The Sagarmatha Pollution Control Committee, which clears litter on the peak, spotted him crawling near Khumbu Icefall by Base Camp on Thursday morning, where he was then rescued by helicopter and rushed from the helipad to hospital on a stretcher.   

Dawa’s family have filed a police complaint against Himalayan Traverse Adventure, with others calling for Himalayan Traverse Adventure to lose its licence.

They have also accused the operator of delaying rescue efforts, although Himalayan Traverse Adventure said this was due to poor conditions. 

Himalayan Traverse Adventure have been contacted for comment but have previously said: ‘The weather was very bad and there was deep snow for several days. There were what we call whiteout conditions. 

‘The sherpas requested not to go up [to the summit] but these guys were saying, “we’re not going back down”. Before the summit push they should have turned back.’ 

Dawa is said to be doing well and undergoing treatment for frostbite and other complications. 

Dawa Sherpa’s wife, Damu Sherpa, said her family was overjoyed when they discovered he was alive:  ‘We were very happy to hear the news, we had given up hope. We also began puja [last rites prayers].’

His daughter, Mendo Lhamu Sherpa, said they almost did not believe it when they received a telephone call to say that he was found.

‘At first we were not sure if it was him – but they sent us photos to confirm, and then I was happy,’ she said.

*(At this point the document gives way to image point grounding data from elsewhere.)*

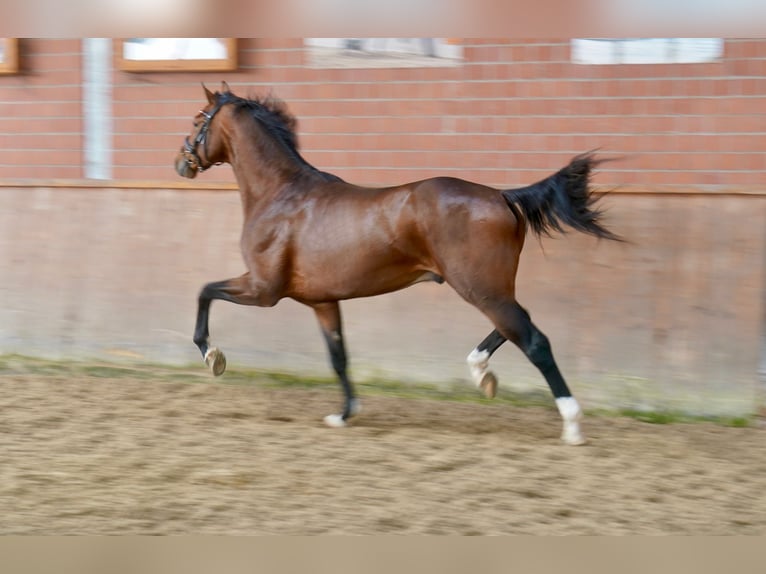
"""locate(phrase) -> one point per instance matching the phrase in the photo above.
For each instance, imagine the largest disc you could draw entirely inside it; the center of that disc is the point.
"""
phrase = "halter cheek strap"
(190, 149)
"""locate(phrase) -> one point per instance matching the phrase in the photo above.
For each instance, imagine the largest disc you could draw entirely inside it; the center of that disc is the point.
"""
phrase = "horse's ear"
(210, 95)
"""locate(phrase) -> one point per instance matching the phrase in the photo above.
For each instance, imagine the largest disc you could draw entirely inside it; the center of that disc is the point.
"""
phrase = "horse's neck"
(262, 168)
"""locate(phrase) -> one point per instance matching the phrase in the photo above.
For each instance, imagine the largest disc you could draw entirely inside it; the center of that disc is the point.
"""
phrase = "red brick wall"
(41, 112)
(512, 112)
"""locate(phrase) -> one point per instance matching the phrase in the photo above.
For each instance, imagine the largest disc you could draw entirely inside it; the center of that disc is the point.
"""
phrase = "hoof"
(488, 385)
(335, 421)
(216, 361)
(572, 435)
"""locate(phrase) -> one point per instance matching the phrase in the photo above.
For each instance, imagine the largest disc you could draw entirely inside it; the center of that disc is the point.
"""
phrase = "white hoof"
(571, 413)
(216, 360)
(488, 384)
(335, 421)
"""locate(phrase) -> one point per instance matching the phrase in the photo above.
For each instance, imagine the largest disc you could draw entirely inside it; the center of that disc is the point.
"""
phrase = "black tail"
(562, 199)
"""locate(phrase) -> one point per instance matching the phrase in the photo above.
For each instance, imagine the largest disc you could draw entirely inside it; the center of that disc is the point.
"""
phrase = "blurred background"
(103, 248)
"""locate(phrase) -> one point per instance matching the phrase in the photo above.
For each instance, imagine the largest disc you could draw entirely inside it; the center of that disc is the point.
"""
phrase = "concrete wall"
(672, 320)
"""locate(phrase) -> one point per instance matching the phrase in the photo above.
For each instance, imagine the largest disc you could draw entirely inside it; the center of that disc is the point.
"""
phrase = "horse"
(315, 238)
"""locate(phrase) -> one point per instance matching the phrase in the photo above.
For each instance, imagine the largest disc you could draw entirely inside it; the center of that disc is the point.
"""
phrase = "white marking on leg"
(336, 421)
(570, 411)
(478, 361)
(216, 360)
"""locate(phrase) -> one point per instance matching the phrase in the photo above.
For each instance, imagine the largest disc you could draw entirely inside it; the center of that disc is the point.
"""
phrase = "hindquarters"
(473, 236)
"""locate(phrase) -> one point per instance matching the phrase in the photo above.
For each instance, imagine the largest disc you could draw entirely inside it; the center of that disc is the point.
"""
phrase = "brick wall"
(511, 113)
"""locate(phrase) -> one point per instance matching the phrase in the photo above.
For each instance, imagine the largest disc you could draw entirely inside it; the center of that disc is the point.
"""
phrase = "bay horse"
(313, 237)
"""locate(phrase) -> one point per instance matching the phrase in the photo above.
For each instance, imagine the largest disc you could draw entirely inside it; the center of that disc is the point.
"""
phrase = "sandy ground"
(83, 452)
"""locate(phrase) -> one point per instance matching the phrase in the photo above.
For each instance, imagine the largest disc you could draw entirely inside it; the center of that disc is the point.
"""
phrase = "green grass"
(455, 391)
(674, 417)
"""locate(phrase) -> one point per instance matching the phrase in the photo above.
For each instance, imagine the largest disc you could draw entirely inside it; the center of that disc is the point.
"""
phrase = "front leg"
(328, 315)
(240, 291)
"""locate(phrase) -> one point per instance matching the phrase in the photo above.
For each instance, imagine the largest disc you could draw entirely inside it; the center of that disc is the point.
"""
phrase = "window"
(177, 54)
(382, 52)
(646, 50)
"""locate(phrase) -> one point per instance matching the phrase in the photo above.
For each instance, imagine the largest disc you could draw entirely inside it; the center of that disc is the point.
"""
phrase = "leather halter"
(190, 149)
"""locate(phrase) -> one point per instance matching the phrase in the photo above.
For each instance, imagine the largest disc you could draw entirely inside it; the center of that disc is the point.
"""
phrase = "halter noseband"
(190, 150)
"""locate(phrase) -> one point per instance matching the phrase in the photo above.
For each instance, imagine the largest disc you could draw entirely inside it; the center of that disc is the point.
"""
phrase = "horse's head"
(202, 147)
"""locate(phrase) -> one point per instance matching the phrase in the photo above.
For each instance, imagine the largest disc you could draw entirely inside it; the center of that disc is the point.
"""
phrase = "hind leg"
(328, 315)
(478, 363)
(513, 323)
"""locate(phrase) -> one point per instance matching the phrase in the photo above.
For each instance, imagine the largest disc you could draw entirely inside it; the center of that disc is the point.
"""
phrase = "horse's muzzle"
(184, 168)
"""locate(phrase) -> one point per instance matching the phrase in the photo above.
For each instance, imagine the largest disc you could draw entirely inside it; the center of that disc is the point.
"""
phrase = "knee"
(538, 349)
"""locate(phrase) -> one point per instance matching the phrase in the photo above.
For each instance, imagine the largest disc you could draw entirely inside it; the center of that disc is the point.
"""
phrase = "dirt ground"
(137, 452)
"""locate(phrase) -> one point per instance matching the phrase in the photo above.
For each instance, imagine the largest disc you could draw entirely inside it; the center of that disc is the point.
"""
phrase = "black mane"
(272, 114)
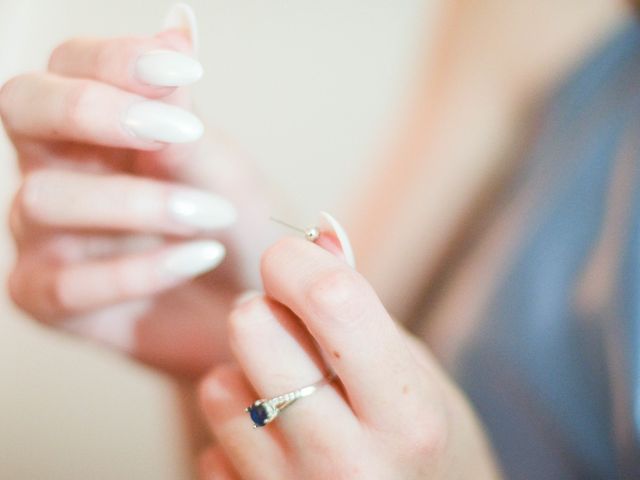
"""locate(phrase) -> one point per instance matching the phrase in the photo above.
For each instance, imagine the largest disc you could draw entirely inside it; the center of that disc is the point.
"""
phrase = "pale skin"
(74, 226)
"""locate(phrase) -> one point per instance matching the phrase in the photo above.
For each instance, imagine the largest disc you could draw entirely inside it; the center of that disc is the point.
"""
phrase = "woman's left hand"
(392, 414)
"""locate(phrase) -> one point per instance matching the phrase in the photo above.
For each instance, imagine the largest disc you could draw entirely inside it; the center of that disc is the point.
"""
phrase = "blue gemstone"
(258, 415)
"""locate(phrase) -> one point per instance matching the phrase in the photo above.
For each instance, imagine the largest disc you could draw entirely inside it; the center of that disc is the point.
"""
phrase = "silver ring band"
(264, 411)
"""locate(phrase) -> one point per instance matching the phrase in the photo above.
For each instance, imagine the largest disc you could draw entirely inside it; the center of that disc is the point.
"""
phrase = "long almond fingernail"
(193, 258)
(167, 68)
(202, 210)
(161, 122)
(341, 236)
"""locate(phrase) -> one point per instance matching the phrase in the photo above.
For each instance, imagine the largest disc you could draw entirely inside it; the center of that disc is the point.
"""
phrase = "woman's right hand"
(123, 207)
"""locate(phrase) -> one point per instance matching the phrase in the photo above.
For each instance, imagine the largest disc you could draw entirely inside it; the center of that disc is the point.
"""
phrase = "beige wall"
(307, 86)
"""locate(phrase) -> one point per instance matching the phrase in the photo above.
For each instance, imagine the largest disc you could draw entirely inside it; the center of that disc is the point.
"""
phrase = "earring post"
(282, 222)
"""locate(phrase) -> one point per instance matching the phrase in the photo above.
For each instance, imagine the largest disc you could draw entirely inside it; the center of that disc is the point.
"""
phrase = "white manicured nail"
(154, 120)
(192, 259)
(201, 209)
(183, 17)
(167, 68)
(343, 238)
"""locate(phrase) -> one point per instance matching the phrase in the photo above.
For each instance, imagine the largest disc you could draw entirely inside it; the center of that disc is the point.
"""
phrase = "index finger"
(148, 66)
(342, 312)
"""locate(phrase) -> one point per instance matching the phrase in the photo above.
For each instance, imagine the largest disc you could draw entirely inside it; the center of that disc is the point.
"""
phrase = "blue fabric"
(539, 371)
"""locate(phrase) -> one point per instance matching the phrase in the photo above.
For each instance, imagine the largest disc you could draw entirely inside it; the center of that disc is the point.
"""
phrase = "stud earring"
(310, 234)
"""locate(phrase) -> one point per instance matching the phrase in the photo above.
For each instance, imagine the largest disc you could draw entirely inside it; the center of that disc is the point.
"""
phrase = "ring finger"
(278, 356)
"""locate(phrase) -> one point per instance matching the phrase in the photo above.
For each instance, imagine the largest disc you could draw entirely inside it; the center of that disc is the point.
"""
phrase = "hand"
(121, 201)
(392, 415)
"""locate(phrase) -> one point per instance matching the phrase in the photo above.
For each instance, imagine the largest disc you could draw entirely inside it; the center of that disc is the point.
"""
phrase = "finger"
(151, 67)
(74, 200)
(255, 455)
(344, 315)
(278, 356)
(51, 291)
(47, 106)
(214, 465)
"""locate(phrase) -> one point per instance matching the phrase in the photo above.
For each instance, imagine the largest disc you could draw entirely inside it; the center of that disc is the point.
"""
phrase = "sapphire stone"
(259, 414)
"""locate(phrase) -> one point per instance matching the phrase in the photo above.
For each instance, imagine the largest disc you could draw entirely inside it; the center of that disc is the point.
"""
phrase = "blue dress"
(553, 366)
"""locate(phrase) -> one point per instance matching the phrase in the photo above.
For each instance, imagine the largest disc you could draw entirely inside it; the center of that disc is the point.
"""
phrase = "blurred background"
(308, 88)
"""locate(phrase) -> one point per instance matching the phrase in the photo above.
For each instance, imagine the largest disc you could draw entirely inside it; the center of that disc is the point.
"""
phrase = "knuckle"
(57, 294)
(243, 316)
(427, 437)
(273, 255)
(105, 57)
(29, 197)
(15, 288)
(338, 292)
(77, 102)
(7, 98)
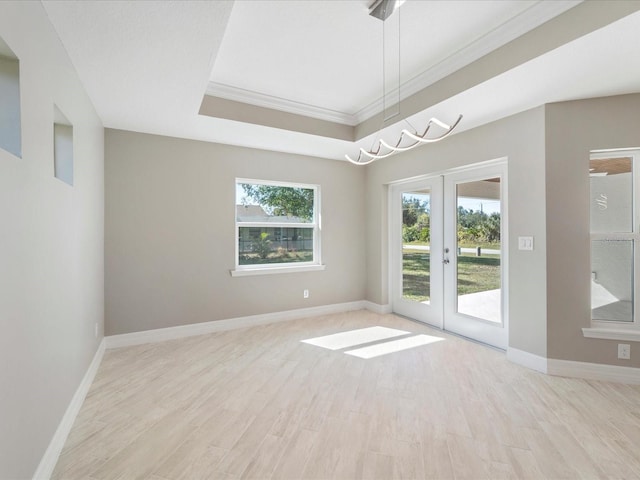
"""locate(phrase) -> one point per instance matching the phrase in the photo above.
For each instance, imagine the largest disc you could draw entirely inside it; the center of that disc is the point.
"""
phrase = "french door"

In a social media post, the Nepal Mount Everest hiking company said his survival in the extreme conditions was ‘nothing short of a miracle.’

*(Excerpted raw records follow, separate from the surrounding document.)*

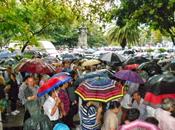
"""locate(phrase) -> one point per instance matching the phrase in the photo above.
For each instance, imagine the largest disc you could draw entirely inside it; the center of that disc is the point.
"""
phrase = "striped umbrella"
(129, 75)
(139, 125)
(100, 89)
(64, 77)
(49, 86)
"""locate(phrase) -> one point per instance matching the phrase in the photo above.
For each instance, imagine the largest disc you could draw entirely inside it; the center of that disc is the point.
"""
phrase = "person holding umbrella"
(90, 115)
(51, 107)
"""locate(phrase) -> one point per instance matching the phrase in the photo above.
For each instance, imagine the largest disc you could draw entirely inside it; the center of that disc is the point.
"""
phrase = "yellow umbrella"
(90, 62)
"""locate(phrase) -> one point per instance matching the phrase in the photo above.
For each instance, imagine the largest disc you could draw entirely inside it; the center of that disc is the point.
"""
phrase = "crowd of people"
(61, 105)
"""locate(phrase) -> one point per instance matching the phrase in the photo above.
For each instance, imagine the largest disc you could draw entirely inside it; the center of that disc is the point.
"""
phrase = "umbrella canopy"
(68, 57)
(160, 87)
(2, 68)
(139, 125)
(99, 73)
(129, 75)
(64, 77)
(91, 62)
(151, 68)
(99, 89)
(36, 66)
(161, 84)
(131, 67)
(49, 86)
(112, 58)
(136, 60)
(170, 66)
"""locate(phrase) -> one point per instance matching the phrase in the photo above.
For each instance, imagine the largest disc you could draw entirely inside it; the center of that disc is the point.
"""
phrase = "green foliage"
(162, 50)
(123, 35)
(157, 14)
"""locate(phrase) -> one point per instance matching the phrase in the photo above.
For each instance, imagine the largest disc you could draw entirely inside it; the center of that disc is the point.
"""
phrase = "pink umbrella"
(139, 125)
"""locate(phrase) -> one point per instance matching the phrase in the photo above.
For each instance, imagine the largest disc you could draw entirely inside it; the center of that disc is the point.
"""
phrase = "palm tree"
(127, 34)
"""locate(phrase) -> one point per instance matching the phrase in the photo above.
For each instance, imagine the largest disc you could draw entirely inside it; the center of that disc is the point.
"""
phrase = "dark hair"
(114, 104)
(132, 114)
(152, 120)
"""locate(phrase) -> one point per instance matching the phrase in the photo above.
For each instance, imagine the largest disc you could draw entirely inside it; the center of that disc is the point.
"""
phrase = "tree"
(29, 20)
(157, 14)
(123, 35)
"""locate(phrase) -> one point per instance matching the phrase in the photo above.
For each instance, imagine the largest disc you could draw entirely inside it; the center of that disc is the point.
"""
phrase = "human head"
(152, 120)
(114, 106)
(136, 95)
(132, 114)
(168, 104)
(30, 81)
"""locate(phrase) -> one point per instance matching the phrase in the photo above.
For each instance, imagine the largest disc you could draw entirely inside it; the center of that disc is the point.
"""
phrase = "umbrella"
(131, 67)
(170, 66)
(139, 125)
(49, 86)
(36, 66)
(160, 87)
(64, 77)
(112, 58)
(161, 84)
(68, 57)
(2, 68)
(129, 75)
(99, 73)
(151, 68)
(99, 89)
(136, 60)
(5, 54)
(91, 62)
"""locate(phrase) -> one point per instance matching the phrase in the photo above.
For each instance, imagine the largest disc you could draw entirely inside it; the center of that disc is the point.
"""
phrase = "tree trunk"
(24, 47)
(173, 39)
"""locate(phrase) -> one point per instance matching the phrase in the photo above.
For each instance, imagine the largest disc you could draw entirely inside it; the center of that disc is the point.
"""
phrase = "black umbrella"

The stretch between Camp III and Camp IV on Mount Everest is considered to be an incredibly dangerous leg of the climb and requires entering the notorious ‘Death Zone.’

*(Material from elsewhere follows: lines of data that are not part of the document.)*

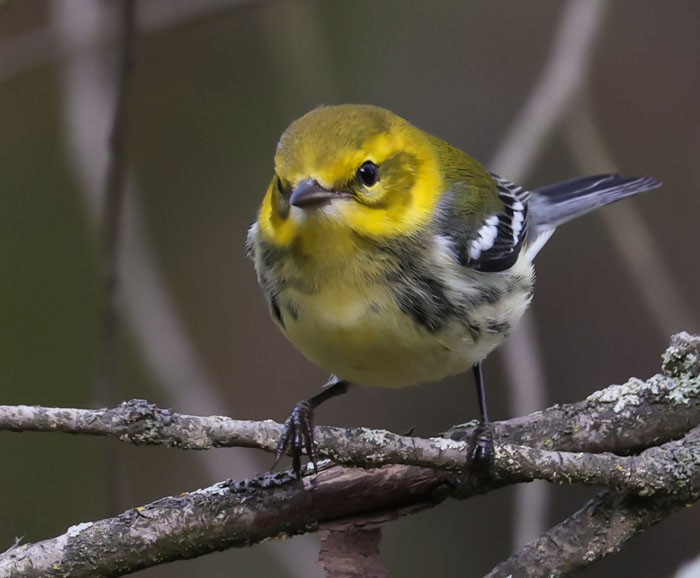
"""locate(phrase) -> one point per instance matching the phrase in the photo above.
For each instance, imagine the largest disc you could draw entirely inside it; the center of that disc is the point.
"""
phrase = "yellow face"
(350, 168)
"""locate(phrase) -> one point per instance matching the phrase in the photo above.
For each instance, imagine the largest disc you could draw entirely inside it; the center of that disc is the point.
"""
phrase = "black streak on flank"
(418, 295)
(423, 299)
(276, 312)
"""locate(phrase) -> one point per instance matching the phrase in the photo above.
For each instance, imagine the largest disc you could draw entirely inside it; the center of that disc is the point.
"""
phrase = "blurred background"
(214, 84)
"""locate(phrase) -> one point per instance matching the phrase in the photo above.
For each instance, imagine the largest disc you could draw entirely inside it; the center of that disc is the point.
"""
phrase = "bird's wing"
(489, 240)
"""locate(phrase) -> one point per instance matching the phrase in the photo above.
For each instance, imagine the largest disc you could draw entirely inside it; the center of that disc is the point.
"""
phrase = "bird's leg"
(298, 432)
(480, 461)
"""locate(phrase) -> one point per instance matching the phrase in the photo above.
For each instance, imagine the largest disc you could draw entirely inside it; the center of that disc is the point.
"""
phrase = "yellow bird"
(390, 258)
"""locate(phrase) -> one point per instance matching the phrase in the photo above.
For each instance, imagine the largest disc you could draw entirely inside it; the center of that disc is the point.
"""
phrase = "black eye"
(368, 174)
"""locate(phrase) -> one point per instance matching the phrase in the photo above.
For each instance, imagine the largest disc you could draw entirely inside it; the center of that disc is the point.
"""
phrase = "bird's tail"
(551, 206)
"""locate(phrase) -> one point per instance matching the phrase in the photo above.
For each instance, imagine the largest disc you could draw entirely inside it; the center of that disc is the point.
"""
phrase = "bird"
(391, 258)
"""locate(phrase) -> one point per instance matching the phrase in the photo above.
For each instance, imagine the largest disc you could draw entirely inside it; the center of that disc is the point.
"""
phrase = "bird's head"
(351, 168)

The area is above 8,000 metres (26,000 feet) and survival is tested by critically low oxygen levels.

The body is unable to acclimatise, which can lead to severe physical exhaustion, cognitive impairment, and altitude sickness.

Mr Thrall’s climb was one of the last of the season, meaning that there were few other mountaineers on the peak.

A record number of more than 1,000 climbers and their guides scaled Everest this season, with the government issuing 494 permits.

Five climbers and guides died on Everest this season, officials said.